Llegaron los camilleros y lo condujeron al pasillo del hospital desde una noche de avenidas y luces donde se prometía no indagar nunca más en territorio impúber. Afuera se escuchaba la sirena de una ambulancia que llegaba, las enfermeras y los médicos corrían a su lado, giró la cabeza y miró el piso sucio, papeles en los rincones, vasos plásticos, manchas de yodo y sangre, alguien se quejaba. Quiso preguntar qué sucedía, pero iban muy rápido. Las luces en el techo del pasillo pasan como focos de autos, al fin tropiezan con una puerta que se abre en dos, están en el pabellón. Allí todos visten de verde y tienen gorros que cubren sus pelos, alguien gira órdenes —¡Rápido, rápido!— Jasser piensa que quizás existe una manera de detener aquello y grita que tiene esposa, hermanos, amigos, tíos, que los llamen, que no está solo.
Comienza a temblar convulsivamente.

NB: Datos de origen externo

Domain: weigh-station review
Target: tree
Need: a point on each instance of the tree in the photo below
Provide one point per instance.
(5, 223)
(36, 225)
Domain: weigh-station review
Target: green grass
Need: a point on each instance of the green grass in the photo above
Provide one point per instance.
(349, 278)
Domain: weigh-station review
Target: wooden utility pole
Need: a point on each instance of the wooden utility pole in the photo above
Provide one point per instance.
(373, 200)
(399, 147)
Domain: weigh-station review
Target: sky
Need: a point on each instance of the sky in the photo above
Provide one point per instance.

El anestesiólogo le palmea una pierna y le pregunta, mientras se lleva un trozo de pan a la boca:
—¿Tienes miedo, campeón? —Jasser mueve la cabeza afirmativamente, el anestesiólogo concluye:
—No te preocupes, que yo tengo más miedo que tú—. Introduce una jeringa en un boquete de salida de la botella de suero y comienza a presionar el émbolo. Jasser siente que el cuarto se vacía, las voces y los hombres se escuchan en otra parte, en otro lugar del hospital. No queda nadie junto a él en el quirófano, está a solas con Dios y no sabe si debe reclamarle, rendirle cuentas o llorar.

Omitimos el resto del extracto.